JK Moving runs its own crews and trucks (no agent network) and consistently lands at the top of customer satisfaction surveys. Worth the premium for complex DC-area moves; possibly overkill for a 1-bedroom across town.

American Van Lines uses W2 employees rather than day labor, which shows in handling quality. The required deposit policy is the main customer complaint pattern in BBB data.

One of the oldest moving brands in the US, Bekins runs an agent-affiliate model similar to Allied. Strong mid-tier choice when major UniGroup brands are booked solid.
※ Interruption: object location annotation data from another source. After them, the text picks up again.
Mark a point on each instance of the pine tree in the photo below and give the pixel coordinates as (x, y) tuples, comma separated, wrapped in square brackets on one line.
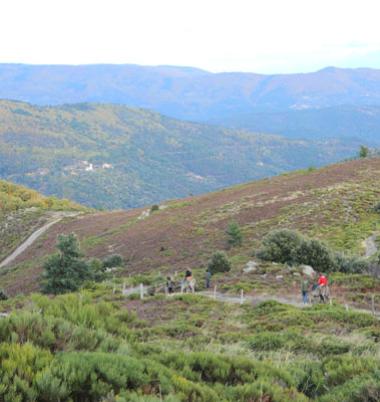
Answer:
[(65, 271)]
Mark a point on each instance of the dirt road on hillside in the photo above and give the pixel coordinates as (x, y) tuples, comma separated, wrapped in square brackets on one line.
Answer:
[(56, 217)]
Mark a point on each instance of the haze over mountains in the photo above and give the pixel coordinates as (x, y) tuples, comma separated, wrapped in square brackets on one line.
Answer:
[(330, 103), (112, 156)]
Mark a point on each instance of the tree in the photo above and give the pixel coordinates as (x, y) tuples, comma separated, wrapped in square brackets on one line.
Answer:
[(234, 235), (363, 152), (65, 271), (279, 246), (219, 263), (315, 253)]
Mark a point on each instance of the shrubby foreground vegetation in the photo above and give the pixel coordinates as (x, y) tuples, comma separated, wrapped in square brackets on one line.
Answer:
[(93, 346)]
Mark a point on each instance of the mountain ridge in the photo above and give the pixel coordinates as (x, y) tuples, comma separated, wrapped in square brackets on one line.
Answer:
[(112, 156)]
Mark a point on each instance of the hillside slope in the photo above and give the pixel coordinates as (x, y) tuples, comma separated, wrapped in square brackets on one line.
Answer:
[(22, 211), (333, 204), (112, 156)]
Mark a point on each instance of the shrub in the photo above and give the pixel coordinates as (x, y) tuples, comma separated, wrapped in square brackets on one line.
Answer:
[(376, 208), (3, 295), (65, 271), (219, 263), (279, 246), (315, 253), (98, 270), (234, 235), (114, 260)]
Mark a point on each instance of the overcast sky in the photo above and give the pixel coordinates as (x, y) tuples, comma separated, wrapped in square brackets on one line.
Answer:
[(266, 36)]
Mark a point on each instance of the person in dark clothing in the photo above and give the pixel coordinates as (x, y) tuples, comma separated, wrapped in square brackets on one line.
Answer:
[(305, 286), (169, 285), (208, 279)]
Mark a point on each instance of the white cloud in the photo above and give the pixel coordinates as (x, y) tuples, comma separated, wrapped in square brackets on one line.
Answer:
[(219, 35)]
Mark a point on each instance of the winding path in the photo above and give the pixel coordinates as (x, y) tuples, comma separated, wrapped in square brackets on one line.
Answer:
[(34, 236), (370, 246)]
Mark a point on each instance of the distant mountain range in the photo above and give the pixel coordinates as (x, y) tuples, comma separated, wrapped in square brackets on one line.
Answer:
[(112, 156), (331, 103)]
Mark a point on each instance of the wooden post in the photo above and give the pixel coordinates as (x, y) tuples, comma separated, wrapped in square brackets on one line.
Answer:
[(373, 304), (242, 296), (141, 291)]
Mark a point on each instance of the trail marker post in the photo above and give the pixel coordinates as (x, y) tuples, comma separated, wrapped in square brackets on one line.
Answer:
[(242, 296), (141, 291), (373, 304)]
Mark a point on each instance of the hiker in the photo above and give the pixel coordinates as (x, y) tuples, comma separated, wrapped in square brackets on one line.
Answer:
[(322, 286), (169, 285), (208, 279), (305, 286), (188, 282)]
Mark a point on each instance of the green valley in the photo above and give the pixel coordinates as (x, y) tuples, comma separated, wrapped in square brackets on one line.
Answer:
[(110, 156)]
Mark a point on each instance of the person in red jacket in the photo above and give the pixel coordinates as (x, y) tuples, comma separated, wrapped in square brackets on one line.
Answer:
[(322, 280), (322, 285)]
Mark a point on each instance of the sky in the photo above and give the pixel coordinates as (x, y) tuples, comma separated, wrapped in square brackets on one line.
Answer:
[(264, 36)]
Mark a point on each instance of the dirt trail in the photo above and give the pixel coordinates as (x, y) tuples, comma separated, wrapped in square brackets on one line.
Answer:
[(253, 300), (56, 217)]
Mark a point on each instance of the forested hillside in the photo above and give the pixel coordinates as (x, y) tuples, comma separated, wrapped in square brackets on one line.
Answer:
[(335, 204), (112, 156), (249, 339), (22, 211)]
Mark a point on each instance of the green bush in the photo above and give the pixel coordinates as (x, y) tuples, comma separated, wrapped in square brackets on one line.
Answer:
[(315, 253), (279, 246), (65, 271), (114, 260), (219, 263)]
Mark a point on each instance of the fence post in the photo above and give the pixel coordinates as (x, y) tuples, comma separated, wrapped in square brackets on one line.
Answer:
[(141, 291), (373, 304), (242, 296)]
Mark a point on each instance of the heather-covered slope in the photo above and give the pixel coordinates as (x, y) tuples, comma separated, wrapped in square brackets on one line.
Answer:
[(334, 204)]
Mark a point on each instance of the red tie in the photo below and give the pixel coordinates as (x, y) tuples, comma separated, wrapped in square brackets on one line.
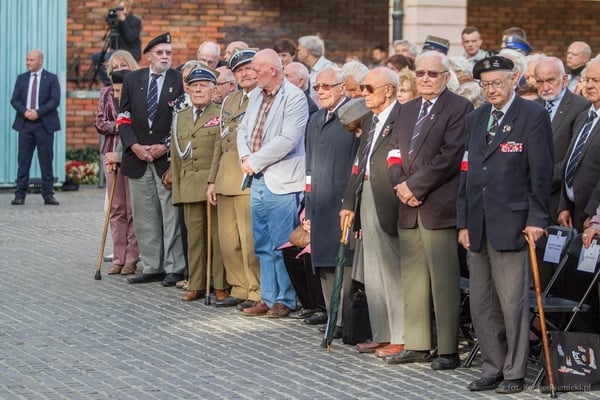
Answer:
[(34, 93)]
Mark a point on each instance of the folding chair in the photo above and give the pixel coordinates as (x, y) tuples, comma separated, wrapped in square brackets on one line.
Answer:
[(562, 256), (554, 304)]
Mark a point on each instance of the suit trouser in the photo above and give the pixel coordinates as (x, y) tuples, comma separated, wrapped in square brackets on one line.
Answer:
[(430, 267), (194, 215), (32, 136), (157, 224), (499, 288), (237, 247), (383, 281), (122, 231)]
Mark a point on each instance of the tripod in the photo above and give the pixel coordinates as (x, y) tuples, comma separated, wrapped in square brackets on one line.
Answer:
[(111, 40)]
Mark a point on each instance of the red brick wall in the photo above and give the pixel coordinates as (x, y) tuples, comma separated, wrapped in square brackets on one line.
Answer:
[(550, 25), (347, 28)]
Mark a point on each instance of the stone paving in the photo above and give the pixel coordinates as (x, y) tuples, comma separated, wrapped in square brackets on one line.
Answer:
[(64, 335)]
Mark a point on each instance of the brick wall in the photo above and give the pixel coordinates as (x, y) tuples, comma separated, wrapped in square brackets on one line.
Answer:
[(550, 25), (348, 28)]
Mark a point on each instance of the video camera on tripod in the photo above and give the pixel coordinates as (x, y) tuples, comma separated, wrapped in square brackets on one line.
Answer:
[(112, 18)]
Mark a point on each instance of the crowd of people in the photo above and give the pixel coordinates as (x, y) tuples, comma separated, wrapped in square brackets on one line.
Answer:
[(443, 166)]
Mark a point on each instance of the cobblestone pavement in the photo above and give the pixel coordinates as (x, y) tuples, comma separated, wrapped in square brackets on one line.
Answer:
[(64, 335)]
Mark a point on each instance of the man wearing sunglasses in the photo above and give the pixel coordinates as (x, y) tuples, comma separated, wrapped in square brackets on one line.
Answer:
[(427, 147), (145, 121), (369, 201)]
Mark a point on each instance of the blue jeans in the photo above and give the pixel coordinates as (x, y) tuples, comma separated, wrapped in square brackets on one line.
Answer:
[(273, 218)]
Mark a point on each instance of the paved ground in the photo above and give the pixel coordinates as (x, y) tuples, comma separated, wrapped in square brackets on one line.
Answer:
[(64, 335)]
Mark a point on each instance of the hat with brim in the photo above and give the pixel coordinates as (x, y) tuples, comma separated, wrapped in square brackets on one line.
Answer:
[(202, 74), (436, 43), (164, 38), (240, 57), (518, 43), (494, 63)]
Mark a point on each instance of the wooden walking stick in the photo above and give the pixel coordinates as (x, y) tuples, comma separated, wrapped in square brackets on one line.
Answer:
[(208, 252), (111, 195), (542, 317)]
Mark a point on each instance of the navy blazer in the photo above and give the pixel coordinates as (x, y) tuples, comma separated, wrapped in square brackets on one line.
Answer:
[(432, 170), (505, 186), (48, 101), (133, 101)]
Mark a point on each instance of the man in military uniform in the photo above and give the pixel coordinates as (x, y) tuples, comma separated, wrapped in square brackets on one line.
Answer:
[(224, 190), (193, 135)]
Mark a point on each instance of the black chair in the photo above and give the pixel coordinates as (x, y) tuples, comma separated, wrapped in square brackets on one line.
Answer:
[(551, 304)]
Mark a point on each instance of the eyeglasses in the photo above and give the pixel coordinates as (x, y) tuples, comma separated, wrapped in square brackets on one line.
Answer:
[(497, 84), (326, 86), (370, 89), (595, 81), (431, 74)]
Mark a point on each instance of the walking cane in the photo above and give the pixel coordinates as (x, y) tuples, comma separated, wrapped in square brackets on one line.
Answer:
[(208, 253), (540, 304), (113, 188)]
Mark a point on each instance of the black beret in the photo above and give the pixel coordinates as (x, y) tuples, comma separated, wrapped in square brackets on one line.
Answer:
[(118, 76), (202, 74), (164, 38), (494, 63), (240, 57)]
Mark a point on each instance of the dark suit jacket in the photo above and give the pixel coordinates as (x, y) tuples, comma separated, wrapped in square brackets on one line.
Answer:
[(432, 170), (505, 186), (569, 108), (386, 202), (586, 183), (133, 101), (48, 101)]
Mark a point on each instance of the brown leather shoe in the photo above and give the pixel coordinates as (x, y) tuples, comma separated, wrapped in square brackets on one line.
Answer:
[(115, 269), (389, 350), (278, 311), (221, 294), (192, 295), (129, 269), (369, 347), (259, 308)]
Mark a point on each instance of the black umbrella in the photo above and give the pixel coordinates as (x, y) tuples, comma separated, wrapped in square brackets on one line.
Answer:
[(334, 304)]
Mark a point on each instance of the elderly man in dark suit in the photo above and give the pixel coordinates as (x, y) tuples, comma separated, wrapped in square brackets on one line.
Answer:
[(580, 192), (503, 198), (427, 147), (563, 108), (36, 98), (369, 199), (144, 123)]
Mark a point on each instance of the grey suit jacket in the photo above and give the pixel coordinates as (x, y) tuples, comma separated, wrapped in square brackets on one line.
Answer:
[(281, 156)]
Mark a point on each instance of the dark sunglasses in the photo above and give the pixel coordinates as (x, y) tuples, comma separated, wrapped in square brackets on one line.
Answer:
[(431, 74), (325, 86)]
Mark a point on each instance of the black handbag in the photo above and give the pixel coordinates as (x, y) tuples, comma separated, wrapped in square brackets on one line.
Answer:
[(357, 327)]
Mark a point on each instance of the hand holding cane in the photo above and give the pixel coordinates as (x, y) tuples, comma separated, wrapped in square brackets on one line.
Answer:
[(540, 306), (113, 188)]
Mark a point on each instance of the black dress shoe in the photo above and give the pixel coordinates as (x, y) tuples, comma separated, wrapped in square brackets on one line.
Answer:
[(338, 332), (244, 304), (171, 279), (444, 362), (51, 201), (147, 278), (318, 318), (484, 383), (511, 386), (228, 301), (302, 313), (408, 356)]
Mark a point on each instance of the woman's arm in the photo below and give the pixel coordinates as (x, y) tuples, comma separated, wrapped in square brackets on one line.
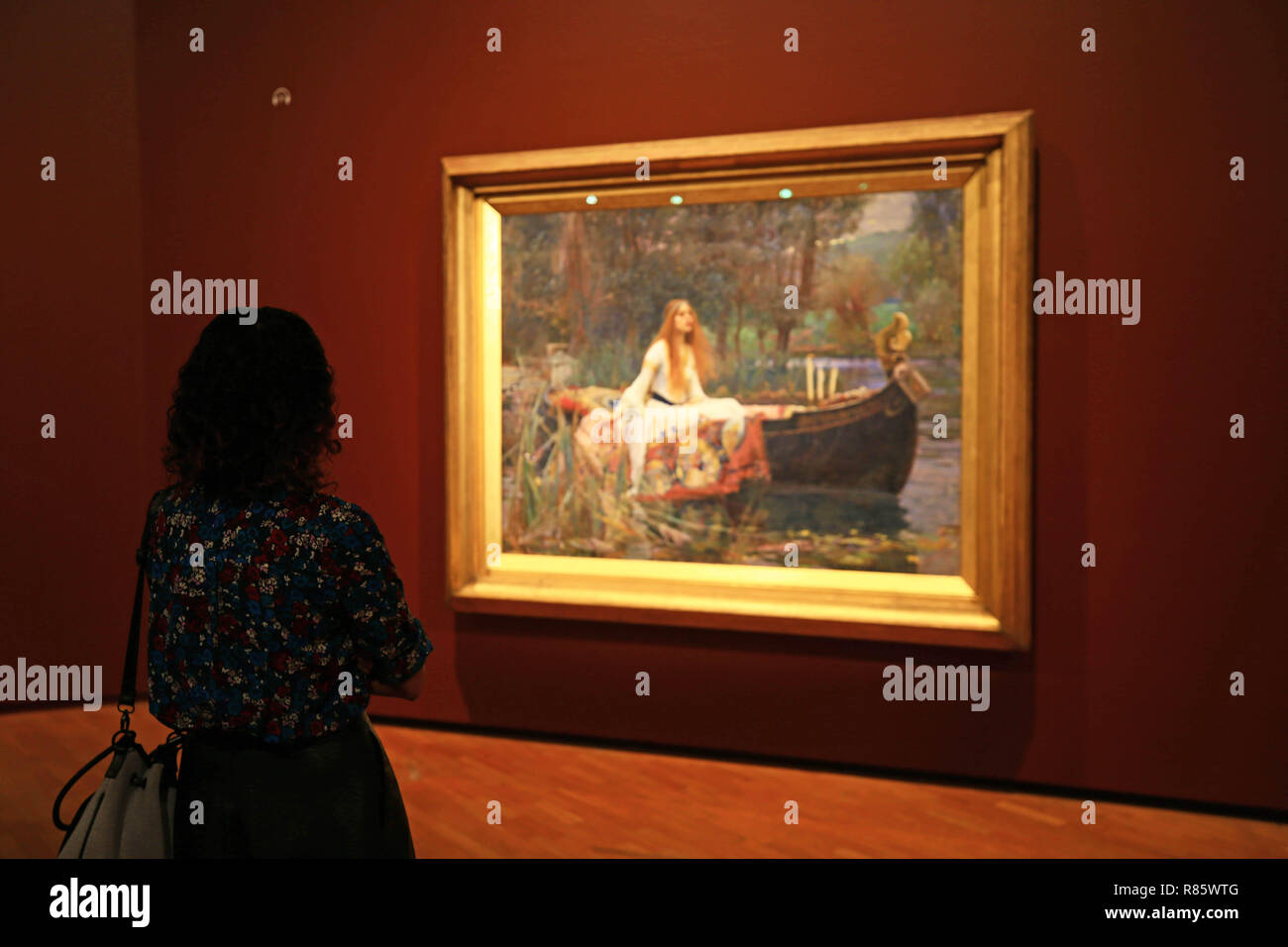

Wheaton (part of the same parent as Bekins) tends to land in the middle on price among van-line brands. Reliable choice for standard interstate jobs in major metros.
Eight weeks out: get three written quotes. Two should be in-home or video surveys. One online quote is fine for comparison only — it will rarely be the binding number.
Six weeks out: book the carrier. Ask for binding-not-to-exceed pricing in writing. Confirm valuation coverage (released vs. full-value protection — there is a real difference if a TV gets dropped).
Four weeks out: order packing supplies if you're self-packing. Boxes go on sale at U-Haul and Home Depot in late winter and late summer.
Two weeks out: confirm parking, building COIs, and elevator reservations at both ends. Arizona buildings vary wildly here — some need 72 hours notice, some 30 days.
One week out: pack a personal essentials box (medications, chargers, three days of clothes, toilet paper, coffee, scissors, the lease/closing folder) and keep it with you, not on the truck.
Move day: walk the truck before driver pulls away. Sign the Bill of Lading only after the inventory list matches. First week in the new place, file any damage claim within nine months — that's the federal interstate window.
Arizona pricing varies city by city. Downtown cores with high-rise residential typically run 10–20% above the state median because of COI requirements, freight elevator wait time, and tighter parking. Suburban single-family moves usually land near the median. Rural pickups outside metro service areas often add a per-mile travel fee from the nearest depot.